Hmmm, I couldn’t write just one or the other I don’t think…I enjoy both in the right amounts, is that a good enough answer? 🙂
Q. What’s your favourite game soundtrack (that’s not yours)?
So many to chose from! If I had to pick a couple instantly from my brain, I would have to say the aforementioned Streets of Rage soundtrack and also the music from The Legend of Zelda, Link’s Awakening on the Gameboy, that music completely encompassed me whilst playing.
Q. What been your most ambitious or biggest project?
Away from purely game audio, it has to be recording with the London Royal Philharmonic Orchestra a track I composed called ‘Dream the Dream’, as published by Audio Network. Within the game audio world I would have to say it is the current project Cyberstream Fugitive, though as I alluded to before the next project is always the most ambitious!
Q. What’s the average turn around time for a 5 track project?
That’s an easy one to answer, the average turn around is as quick as it is needed!
Q. In your experience, how many tracks does the average game need?

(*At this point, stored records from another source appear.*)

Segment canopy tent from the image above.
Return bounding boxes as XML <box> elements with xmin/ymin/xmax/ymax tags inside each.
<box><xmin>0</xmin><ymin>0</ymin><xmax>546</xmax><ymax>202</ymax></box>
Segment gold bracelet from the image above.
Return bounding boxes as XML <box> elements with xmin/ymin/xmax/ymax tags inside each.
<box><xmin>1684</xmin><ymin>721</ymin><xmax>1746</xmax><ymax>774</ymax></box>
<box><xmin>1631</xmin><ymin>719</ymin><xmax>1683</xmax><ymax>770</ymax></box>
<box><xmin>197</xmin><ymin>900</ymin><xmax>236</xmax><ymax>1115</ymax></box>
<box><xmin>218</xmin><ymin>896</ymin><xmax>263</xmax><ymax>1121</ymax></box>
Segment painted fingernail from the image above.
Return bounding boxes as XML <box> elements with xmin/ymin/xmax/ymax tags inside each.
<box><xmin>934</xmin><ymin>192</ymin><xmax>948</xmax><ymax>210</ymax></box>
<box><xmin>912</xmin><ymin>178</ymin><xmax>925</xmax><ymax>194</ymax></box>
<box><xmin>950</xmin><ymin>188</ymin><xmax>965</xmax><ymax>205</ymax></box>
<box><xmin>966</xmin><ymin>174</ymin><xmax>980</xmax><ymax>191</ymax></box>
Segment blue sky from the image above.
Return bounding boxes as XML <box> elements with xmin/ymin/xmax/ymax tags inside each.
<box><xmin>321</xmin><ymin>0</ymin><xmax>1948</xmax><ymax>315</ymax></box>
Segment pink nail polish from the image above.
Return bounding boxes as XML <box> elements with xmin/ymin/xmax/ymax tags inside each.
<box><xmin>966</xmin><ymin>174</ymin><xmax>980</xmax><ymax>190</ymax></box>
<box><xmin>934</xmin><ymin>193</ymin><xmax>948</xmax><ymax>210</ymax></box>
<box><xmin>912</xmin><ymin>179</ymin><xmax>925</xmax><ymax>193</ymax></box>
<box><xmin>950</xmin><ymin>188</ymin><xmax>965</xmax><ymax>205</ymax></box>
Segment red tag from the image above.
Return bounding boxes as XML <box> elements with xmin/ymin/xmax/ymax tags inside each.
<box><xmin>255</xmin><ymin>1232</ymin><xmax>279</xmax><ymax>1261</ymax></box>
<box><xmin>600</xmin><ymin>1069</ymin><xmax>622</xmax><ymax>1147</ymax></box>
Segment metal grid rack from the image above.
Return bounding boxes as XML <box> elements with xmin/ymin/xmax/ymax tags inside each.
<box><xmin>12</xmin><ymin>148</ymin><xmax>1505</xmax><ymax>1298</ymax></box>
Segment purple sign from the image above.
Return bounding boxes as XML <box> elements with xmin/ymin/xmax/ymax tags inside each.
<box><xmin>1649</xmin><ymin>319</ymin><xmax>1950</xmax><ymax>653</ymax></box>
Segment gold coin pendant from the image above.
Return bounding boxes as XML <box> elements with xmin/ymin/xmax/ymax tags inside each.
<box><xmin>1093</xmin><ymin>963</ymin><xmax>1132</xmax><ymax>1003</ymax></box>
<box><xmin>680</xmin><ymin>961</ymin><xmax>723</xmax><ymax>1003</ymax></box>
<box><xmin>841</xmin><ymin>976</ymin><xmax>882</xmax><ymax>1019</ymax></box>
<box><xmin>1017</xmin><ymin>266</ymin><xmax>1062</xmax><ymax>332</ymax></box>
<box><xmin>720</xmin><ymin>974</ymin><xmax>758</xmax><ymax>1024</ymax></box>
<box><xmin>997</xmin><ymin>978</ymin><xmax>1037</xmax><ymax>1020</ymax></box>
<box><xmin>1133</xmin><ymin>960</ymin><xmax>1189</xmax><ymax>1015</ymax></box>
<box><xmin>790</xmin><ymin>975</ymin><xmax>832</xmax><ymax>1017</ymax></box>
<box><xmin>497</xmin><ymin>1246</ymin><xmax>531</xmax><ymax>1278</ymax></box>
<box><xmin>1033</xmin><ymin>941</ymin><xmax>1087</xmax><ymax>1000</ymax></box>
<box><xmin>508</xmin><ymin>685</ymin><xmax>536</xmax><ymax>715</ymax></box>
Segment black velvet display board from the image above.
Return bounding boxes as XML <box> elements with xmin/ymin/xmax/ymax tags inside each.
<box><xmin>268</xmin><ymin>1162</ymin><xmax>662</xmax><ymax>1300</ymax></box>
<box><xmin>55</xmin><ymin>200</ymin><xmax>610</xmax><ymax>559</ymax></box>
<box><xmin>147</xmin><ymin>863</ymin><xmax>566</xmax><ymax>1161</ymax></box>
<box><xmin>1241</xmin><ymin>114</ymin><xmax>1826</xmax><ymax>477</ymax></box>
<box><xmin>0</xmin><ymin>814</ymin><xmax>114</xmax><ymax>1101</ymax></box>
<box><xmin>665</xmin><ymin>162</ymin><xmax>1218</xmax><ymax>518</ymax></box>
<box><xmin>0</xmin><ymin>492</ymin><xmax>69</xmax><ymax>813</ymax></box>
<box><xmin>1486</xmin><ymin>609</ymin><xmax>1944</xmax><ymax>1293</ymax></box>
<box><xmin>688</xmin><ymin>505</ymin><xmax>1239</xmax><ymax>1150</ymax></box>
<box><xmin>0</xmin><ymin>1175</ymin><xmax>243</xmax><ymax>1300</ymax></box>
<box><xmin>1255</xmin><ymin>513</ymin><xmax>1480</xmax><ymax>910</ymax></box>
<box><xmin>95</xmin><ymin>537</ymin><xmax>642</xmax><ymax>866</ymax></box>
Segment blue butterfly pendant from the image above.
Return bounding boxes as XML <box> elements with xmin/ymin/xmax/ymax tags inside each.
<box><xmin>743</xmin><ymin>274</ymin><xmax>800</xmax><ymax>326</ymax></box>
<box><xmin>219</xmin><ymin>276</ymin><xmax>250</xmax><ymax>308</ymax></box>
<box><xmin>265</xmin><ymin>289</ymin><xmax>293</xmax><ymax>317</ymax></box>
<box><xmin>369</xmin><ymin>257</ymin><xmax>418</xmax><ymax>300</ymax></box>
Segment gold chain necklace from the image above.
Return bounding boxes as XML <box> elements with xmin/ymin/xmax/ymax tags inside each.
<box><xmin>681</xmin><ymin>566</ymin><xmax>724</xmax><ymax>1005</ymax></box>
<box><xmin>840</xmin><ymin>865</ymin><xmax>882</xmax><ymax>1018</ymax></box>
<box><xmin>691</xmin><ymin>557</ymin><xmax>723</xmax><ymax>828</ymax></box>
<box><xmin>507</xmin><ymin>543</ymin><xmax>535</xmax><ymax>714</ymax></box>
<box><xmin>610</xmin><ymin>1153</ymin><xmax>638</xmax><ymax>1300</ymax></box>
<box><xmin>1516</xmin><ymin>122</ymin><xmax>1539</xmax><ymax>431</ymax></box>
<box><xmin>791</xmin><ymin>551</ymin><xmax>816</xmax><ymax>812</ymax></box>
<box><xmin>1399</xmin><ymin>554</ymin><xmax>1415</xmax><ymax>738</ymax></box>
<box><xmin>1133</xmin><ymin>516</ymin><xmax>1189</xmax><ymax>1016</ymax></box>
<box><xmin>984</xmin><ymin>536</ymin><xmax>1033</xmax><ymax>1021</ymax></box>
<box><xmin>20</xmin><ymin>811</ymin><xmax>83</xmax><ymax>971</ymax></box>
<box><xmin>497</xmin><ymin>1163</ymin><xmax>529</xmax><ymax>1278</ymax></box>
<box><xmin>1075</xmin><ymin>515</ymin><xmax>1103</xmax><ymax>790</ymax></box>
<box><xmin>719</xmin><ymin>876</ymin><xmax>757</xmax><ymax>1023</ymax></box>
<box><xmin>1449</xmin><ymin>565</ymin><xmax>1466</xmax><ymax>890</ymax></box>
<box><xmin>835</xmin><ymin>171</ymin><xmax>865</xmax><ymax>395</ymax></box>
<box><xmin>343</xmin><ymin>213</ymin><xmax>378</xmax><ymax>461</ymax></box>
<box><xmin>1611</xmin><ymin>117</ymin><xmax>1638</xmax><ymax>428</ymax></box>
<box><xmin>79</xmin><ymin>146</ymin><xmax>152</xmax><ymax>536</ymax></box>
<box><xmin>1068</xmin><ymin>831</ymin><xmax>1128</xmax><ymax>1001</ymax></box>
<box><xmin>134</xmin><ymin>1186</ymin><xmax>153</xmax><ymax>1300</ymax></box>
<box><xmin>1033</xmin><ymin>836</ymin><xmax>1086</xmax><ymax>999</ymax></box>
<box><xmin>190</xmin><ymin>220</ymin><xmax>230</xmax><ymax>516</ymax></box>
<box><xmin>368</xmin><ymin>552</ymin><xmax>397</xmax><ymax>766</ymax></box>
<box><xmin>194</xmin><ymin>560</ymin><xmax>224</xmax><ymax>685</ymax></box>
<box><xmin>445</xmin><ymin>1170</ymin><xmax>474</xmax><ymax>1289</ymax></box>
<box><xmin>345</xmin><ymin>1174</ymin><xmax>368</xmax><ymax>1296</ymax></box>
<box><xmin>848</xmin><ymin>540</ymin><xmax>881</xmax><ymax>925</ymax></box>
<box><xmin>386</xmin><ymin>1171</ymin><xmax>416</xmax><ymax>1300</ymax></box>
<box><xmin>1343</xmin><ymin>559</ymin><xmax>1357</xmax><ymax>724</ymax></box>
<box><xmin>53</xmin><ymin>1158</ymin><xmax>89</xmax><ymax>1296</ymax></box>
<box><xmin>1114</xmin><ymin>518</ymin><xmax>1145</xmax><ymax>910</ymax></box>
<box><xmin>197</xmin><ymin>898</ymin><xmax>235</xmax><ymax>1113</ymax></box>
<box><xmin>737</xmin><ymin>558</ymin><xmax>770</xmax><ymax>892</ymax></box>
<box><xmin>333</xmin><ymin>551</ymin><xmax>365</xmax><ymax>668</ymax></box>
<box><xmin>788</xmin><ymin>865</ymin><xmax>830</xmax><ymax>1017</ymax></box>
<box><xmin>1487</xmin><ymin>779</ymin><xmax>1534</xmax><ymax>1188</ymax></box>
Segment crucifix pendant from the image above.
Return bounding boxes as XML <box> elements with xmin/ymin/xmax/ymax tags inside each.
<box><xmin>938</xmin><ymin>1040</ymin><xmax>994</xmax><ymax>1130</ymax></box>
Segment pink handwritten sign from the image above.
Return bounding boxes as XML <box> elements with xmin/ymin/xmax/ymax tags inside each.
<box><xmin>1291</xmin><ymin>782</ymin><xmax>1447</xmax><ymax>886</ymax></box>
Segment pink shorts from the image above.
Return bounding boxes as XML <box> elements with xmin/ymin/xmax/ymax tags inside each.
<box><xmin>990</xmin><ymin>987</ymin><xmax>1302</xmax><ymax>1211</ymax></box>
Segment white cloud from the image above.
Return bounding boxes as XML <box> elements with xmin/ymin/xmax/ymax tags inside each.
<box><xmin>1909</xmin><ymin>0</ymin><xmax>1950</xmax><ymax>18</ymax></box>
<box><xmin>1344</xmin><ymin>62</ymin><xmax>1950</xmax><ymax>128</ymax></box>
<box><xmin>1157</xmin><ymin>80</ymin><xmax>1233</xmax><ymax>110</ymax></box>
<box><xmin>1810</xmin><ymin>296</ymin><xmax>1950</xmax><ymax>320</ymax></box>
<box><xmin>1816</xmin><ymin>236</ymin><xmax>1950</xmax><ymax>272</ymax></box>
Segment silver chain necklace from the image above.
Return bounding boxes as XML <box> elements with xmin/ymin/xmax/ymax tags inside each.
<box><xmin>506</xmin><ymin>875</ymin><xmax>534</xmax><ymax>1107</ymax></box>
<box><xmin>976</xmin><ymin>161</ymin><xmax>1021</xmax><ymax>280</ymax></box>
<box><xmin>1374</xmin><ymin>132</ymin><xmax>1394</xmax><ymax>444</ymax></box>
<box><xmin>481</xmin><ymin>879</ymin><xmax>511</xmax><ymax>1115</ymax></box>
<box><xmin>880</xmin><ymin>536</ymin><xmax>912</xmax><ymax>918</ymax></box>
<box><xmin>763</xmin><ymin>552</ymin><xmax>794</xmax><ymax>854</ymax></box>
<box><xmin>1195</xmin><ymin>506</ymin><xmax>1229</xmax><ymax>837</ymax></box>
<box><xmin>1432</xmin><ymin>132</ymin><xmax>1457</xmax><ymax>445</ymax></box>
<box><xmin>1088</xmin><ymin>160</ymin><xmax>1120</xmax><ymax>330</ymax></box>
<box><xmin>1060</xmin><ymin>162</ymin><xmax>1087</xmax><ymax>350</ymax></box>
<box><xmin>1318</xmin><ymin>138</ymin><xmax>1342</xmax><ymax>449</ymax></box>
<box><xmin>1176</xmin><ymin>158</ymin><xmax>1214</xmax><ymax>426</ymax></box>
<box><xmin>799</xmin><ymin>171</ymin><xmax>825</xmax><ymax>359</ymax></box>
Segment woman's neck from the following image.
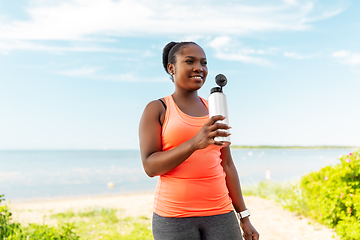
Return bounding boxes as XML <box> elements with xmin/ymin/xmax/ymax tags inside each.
<box><xmin>172</xmin><ymin>91</ymin><xmax>208</xmax><ymax>117</ymax></box>
<box><xmin>172</xmin><ymin>90</ymin><xmax>199</xmax><ymax>102</ymax></box>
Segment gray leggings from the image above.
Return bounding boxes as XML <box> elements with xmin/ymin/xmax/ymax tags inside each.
<box><xmin>152</xmin><ymin>211</ymin><xmax>242</xmax><ymax>240</ymax></box>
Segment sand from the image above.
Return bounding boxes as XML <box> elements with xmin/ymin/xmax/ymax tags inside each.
<box><xmin>8</xmin><ymin>192</ymin><xmax>339</xmax><ymax>240</ymax></box>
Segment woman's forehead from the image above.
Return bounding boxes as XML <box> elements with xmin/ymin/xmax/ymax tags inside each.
<box><xmin>180</xmin><ymin>44</ymin><xmax>206</xmax><ymax>58</ymax></box>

I don’t think it would be possible to specify an average number of tracks per game, clearly every game is different and I’d even say some could work better without music (thought don’t tell anyone I said that!). To be honest, unfortunately no matter how many tracks a game needs audio is usually one of the first things to be cut to keep file sizes down so that can often determine things. If pushed, I’d say you’d definitely need at least a menu track and one for in game if the game demands it!
Q. What kind of information would you need from a client in terms of a brief?
Good question! Ideally I like to get some reference tracks and also a playable build of sorts, or even just some concept art or a video of gameplay. Often I try and talk to the client and find out what has influenced them when creating the game and apply these influences to the audio too, but sometimes I haven’t been given anything other than the instruction to write a 2 minute piece of looping music! For the game ‘Gunslugs’ by Orangepixel, I was given the instruction of 80’s action hero movie in the chip tune genre which was a great instruction, something as simple as that can be enough. Ideally though a rough guide of how many tracks are needed, a general genre, if they need to be looping and a guideline to how long each track should be is a good starting point. Of course it goes without saying that needs will change as the game progresses but everyone needs a start point.
Q. How do you cost for music creation?
I try and base my costs on a fee per minute of music created but will also work where appropriate for a project fee, this is usually best when asked to provide both music and SFX. To be honest I try and be as flexible as possible when it comes to budgets!
Q. Do you use any special optimizing techniques when creating tracks for mobile games?
If you mean do I employ any techniques when supplying the music to help the code along then no, as I usually send the audio in mp3 format. I would like to experiment more with adaptive audio and I suspect I’ll have to employ some optimisation for that.
Q. Would you ever be tempted to make a music based game?
Q. Whats your favourite game (of all time)?
Ahhhh…I’d have to say if pushed Pilotwings on the N64!